Results of the study showed a substantial increase in the rate of complete hematologic response, which corresponded to elimination of toxic free light chains in patients treated with daratumumab plus CyBorD, Dr. Kastritis reported. More specifically, the complete hematologic response rate was 53% with the daratumumab combination vs 18% with CyBorD alone, and the median time to complete response was 60 days with daratumumab vs 85 days with CyBorD alone.


  • In the first phase III study of daratumumab outside of multiple myeloma, the rate of hematologic complete response in patients with newly diagnosed light-chain amyloidosis was 53% with subcutaneous daratumumab in combination with CyBorD compared with 18% with CyBorD alone.
  • The 6-month organ response rate was nearly doubled for patients treated with the daratumumab combination vs CyBorD alone, for both cardiac (42% vs 22%) and renal (54% vs 27%) responses.

“Complete hematologic responses remained high and were consistent in every subgroup evaluated, including patients with more severe cardiac amyloidosis and those with genetic abnormalities,” commented Dr. Kastritis. “This high rate of complete hematologic responses translated to significant improvement in the time to major organ deterioration, hematologic disease progression, or death and nearly doubled the rate of organ responses vs CyBorD alone.”

Safety Profile

The safety profile of the combination was also consistent with the known safety profile of subcutaneous daratumumab or CyBorD alone. Infections were reported in 12% of patients randomly assigned to daratumumab vs 9% of patients receiving standard CyBorD alone. Serious treatment-emergent adverse events occurred in 43% of patients on the daratumumab arm vs 36% of patients receiving CyBorD alone. The most common serious treatment-emergent adverse event was pneumonia, said Dr. Kastritis, and 4% of patients in either arm discontinued therapy due to treatment-emergent adverse events.

Subcutaneous daratumumab also was associated with a low rate of administration-related reactions, with most occurring during initial administration.
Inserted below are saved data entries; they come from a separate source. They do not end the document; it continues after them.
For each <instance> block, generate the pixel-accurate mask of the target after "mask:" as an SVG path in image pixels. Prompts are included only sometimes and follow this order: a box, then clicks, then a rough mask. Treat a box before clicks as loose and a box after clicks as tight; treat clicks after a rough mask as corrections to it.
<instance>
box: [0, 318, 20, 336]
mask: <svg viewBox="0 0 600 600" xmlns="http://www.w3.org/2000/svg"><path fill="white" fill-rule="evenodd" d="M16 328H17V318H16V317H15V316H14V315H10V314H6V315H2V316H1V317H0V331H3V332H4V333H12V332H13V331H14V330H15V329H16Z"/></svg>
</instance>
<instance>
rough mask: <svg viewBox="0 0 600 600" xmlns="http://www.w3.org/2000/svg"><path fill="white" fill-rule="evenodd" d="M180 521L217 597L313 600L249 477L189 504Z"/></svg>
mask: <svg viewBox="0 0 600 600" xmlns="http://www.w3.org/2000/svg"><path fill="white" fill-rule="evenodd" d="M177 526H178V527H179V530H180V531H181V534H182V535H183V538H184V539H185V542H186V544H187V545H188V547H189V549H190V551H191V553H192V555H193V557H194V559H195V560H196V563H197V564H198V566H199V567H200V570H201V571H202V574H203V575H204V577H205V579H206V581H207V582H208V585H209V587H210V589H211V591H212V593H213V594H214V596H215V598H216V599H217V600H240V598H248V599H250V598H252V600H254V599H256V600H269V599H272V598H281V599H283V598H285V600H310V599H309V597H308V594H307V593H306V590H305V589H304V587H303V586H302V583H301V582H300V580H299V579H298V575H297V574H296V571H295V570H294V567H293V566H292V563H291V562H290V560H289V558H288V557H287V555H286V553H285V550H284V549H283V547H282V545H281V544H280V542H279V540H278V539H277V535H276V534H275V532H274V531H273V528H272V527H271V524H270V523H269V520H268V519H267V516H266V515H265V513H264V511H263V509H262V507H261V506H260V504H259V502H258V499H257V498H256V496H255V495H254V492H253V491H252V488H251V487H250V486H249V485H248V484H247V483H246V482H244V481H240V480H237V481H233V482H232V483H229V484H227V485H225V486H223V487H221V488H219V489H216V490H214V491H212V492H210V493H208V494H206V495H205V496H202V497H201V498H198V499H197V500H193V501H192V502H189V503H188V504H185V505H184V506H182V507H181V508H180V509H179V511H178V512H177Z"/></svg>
Systemic administration-related reactions occurred in 14 patients (7%) in the combination arm, and all were grade 1 or 2. 

DISCLOSURE: Dr. Kastritis has received honoraria from and served as a consultant or advisor to Amgen, Genesis Pharma, Janssen Oncology, Takeda, Pfizer, and Prothena; has received institutional research funding from Amgen and Janssen; and has been reimbursed for travel, accommodations, or other expenses by Genesis Pharma, Janssen Oncology, Pfizer, and Takeda.


1. Kastritis E, Palladini G, Minnema MC, et al: Subcutaneous daratumumab + cyclophosphamide, bortezomib, and dexamethasone (CyBorD) in patients with newly diagnosed light chain amyloidosis. EHA25 Virtual Congress. Abstract LB2604.